Listen to the Grenfell survivors and bereaved, Theresa May

12 May 2018
Theresa May has finally agreed to appoint a panel of experts to the Grenfell inquiry. This decision took a petition initiated by the survivors and bereaved families, thousands of signatures and an unrelenting campaign. This was a stress that the survivors and bereaved should not have had to face, and could have been spared if she had respected their wishes from the outset.
It is right to welcome the appointment of two members on the panel for phase two of the inquiry looking at the circumstances surrounding the fire as a step in the right direction – but it does not go far enough.
To ensure consistency and overview of the enti re process, the panel should sit on both phases of the inquiry. The issues that culminated in this catastrophe are so entrenched that even the factors in phase one of the inquiry, which will look specifically at the fire on the night of June 14th, should be scrutinised by the panel.
Much has been said in the press regarding the flammable cladding that turned the tower into a horrific inferno in a matter of minutes. Every aspect of this inquiry is painful for those who suffered as a result, and the inquiry needs to give them respect and confidence.
There are still a number of outstanding questions. When will phase one conclude and phase two begin? Will the families’ lawyers see all evidence from the start and be allowed to question witnesses at the hearings? How quickly will there be disclosure of evidence to the families’ lawyers? Who will the additional panel members be and what will their areas of expertise be?
The Prime Minister’s sudden U-turn highlights the inadequate response from the government to the Grenfell community. Theresa May’s intransigence on this means the jury is out on whether her promise that “no stone will be left unturned in this inquiry” will be fulfilled.

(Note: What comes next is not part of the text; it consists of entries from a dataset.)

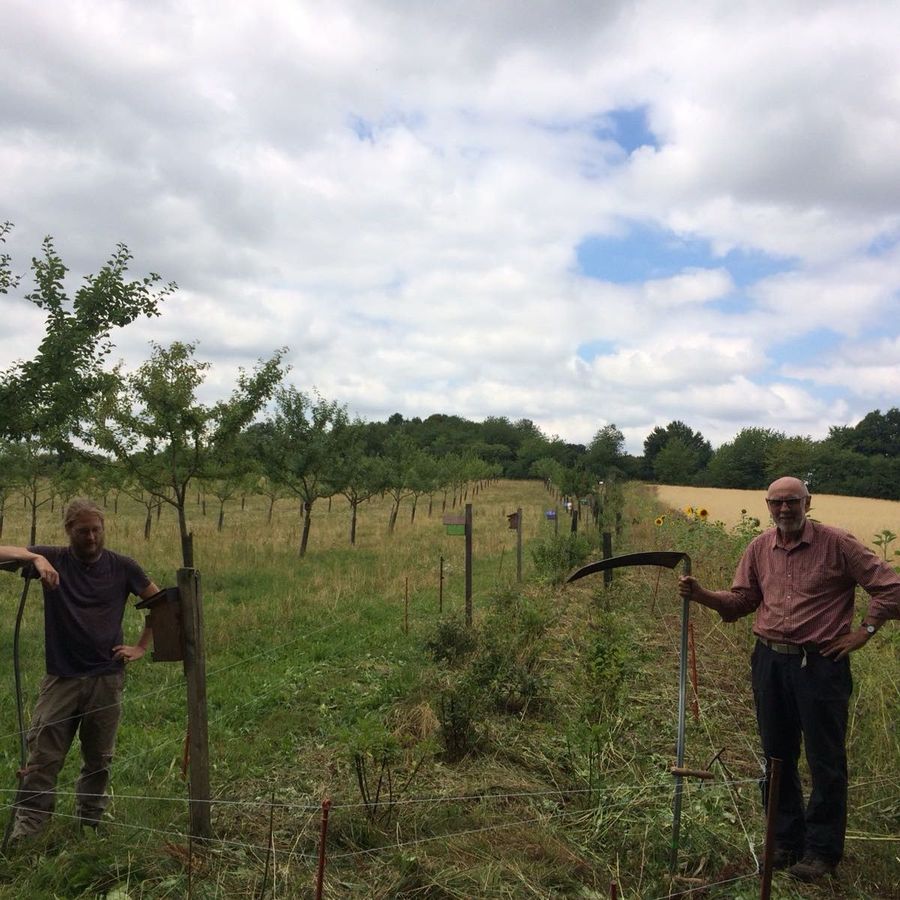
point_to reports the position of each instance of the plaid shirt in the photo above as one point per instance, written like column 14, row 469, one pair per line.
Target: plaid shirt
column 805, row 593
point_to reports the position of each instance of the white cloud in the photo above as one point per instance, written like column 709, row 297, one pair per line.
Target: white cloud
column 397, row 193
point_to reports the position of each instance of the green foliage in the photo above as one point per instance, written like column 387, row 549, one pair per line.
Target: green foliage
column 45, row 397
column 688, row 454
column 451, row 642
column 509, row 665
column 153, row 423
column 459, row 715
column 884, row 539
column 611, row 661
column 556, row 557
column 741, row 463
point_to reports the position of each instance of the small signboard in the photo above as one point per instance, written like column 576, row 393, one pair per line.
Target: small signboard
column 455, row 524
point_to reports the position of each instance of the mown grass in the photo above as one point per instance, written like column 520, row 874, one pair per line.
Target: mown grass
column 564, row 705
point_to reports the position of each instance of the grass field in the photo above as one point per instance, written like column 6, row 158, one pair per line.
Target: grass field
column 862, row 516
column 528, row 758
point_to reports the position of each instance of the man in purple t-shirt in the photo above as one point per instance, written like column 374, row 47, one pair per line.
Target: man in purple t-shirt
column 86, row 588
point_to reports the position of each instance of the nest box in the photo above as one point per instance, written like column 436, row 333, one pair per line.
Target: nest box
column 165, row 621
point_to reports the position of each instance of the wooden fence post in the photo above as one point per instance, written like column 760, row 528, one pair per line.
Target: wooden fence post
column 195, row 675
column 765, row 888
column 519, row 544
column 469, row 565
column 607, row 553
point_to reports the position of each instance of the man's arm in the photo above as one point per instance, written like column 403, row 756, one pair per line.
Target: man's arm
column 883, row 586
column 730, row 605
column 133, row 652
column 48, row 575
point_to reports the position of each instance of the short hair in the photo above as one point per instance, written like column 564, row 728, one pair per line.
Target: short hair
column 79, row 507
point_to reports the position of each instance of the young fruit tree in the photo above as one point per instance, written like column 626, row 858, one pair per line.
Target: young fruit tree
column 153, row 423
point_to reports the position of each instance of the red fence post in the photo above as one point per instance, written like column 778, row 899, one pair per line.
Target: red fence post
column 320, row 871
column 695, row 697
column 765, row 888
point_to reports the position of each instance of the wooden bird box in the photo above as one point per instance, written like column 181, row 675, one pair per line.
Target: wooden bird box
column 165, row 621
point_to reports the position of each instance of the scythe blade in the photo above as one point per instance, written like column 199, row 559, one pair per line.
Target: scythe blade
column 667, row 558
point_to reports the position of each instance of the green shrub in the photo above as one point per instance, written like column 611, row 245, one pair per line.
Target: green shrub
column 555, row 558
column 451, row 642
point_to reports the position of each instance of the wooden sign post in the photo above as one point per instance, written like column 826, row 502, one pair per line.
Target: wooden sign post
column 195, row 674
column 515, row 524
column 469, row 565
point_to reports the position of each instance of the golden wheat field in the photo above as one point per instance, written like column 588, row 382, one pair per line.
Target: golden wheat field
column 861, row 516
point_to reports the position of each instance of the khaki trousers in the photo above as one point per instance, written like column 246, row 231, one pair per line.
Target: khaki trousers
column 90, row 706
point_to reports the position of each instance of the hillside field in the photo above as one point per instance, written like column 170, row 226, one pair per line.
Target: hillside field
column 862, row 516
column 527, row 757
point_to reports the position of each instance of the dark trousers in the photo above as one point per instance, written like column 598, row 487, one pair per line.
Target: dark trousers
column 91, row 707
column 811, row 701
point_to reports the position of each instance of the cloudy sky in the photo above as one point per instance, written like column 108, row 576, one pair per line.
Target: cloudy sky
column 577, row 212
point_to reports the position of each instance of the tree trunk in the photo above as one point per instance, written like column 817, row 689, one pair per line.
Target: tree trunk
column 307, row 521
column 393, row 520
column 33, row 540
column 187, row 540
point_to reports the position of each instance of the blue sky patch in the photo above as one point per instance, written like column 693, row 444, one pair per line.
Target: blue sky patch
column 814, row 347
column 628, row 128
column 592, row 349
column 647, row 253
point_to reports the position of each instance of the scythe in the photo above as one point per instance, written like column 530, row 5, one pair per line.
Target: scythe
column 669, row 559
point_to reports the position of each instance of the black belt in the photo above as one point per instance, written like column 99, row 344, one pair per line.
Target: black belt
column 790, row 649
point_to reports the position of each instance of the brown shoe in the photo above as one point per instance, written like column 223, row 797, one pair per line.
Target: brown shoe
column 811, row 868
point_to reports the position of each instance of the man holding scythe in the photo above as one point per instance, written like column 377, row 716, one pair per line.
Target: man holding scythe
column 800, row 579
column 85, row 590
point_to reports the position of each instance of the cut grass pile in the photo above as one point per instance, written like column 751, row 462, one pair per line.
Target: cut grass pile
column 526, row 758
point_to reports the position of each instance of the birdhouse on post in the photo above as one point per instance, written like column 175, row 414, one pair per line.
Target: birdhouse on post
column 166, row 623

The most successful inquiry in recent times was Macpherson. Its thorough investigation and far reaching outcomes brought home the painful reality of institutional racism. A key measure of its success is the support and acceptance it received from the immediate family of Stephen Lawrence, as well as the regard in which it is held by communities that suffer from institutional racism. The Grenfell community needs a similar result.
The woefully inadequate response from the government on Grenfell does not stop at concerns over recourse to justice. From permanent rehousing for survivors to fire safety lessons that could prevent another Grenfell, deep concerns remain almost a year later. The lesson of Theresa May’s U-turn is that she must listen to the demands of the survivors and bereaved of Grenfell.